In this situation, I was limited in my ability to set up lights and there were some questions about how I should go about covering the event. Fast action in a dark location, with on camera flash, leaves little room for creativity and originality and I am a professional that doesn't much care for the hard line shadows cast on walls and floors using on axis lighting. Many of us who are lighting junkies scoff at the idea of TTL (Through The Lens) settings, and creative snobs have a hard time accepting the fact that sometimes you just have to let the technology do the work. I knew I would be shooting at a 250th of a second because of the need to freeze the action, my max flash sync speed, and I knew I would be shooting with my aperture at wide or close to wide open to get as much of the ambient light recorded as possible. In addition, I felt confident with the D300, bumping the ISO up to 400 to get a bit more bang for the buck out of the flash and the ambient light. So in effect, I knew my exposure was F2.8 to 4.0 at a 250th of a second.
It became apparent to me after a few practice sessions shooting workouts at the gym, that the Nikon CLS (Creative Lighting System) and TTL feature of the flash were the best way to get the job done.

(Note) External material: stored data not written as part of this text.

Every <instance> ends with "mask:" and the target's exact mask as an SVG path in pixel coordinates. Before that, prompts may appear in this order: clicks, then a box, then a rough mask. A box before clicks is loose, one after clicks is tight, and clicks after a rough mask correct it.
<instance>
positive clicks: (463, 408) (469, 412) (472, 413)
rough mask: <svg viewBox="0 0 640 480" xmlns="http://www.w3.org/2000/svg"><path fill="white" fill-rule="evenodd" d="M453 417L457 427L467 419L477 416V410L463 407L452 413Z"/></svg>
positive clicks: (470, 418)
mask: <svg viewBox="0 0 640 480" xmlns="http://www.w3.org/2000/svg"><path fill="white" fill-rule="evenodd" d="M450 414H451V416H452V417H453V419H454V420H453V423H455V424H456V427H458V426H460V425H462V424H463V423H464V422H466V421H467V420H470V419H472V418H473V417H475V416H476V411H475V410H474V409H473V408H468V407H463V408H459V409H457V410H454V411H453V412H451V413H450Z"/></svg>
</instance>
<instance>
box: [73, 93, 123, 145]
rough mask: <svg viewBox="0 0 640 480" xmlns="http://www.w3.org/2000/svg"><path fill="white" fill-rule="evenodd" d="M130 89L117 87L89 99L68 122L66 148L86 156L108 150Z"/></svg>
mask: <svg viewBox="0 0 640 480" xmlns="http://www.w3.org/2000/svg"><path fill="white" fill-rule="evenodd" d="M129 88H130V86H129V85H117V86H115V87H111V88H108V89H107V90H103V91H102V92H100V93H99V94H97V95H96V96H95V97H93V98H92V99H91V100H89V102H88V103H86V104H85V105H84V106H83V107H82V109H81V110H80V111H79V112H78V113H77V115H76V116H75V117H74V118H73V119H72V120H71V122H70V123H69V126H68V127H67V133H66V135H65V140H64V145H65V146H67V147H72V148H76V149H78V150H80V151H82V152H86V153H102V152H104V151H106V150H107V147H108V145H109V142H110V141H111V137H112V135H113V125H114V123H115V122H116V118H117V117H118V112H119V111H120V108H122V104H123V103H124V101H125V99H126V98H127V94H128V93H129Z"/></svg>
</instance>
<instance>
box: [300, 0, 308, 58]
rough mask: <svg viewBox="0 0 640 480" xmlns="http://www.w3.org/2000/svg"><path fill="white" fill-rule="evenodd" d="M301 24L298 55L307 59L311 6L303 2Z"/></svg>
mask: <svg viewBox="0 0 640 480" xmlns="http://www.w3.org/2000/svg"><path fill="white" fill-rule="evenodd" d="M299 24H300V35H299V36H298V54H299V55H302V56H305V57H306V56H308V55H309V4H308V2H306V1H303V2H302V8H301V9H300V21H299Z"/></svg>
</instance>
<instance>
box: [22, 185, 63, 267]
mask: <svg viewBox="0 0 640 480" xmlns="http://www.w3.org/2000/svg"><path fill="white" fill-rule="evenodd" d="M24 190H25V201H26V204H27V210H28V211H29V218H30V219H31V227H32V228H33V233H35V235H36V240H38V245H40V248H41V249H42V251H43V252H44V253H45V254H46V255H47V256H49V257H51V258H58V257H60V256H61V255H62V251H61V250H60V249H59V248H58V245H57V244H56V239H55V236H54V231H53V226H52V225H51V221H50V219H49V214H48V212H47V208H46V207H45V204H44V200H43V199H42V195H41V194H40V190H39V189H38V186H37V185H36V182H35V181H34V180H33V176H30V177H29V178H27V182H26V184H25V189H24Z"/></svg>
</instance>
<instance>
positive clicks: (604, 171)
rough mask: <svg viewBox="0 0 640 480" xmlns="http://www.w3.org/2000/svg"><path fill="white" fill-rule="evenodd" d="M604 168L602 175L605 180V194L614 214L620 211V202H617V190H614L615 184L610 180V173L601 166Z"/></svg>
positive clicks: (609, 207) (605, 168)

CLS would allow me to hold the flash high and to the left, wireless, while my right hand worked the camera. If you are not familiar with CLS, in a nut shell, as I understand it, the camera's on camera flash sends signals and info to the SB flash, telling it what the camera's aperture is and when to fire.  The SB reads and meters it's own flash and knows when adequate power is obtained for exposure. This can be done with many flashes at once as long as they are within operating distance of the camera, experience has taught me that the distances vary depending on the situation.
So with my Nikon D300 in one hand and my Nikon SB800 flash in the other, on Saturday morning I took the first of over 1500 photos for the weekend.  I never had to think twice about the numbers, I just had to compose, focus and shoot, a welcomed simplicity which allowed me more concentration on trying to stay alive and uninjured, keeping out of the way of the competitors and flying weights. Everything was dictated by the situation, I just had to let the flash do it's thing.

Freezing the action was no problem at a 250th.
Getting the flash off axis just a little bit helps to bring some dimension to the light.

The typical post-Crossfit workout position.... if you do it right.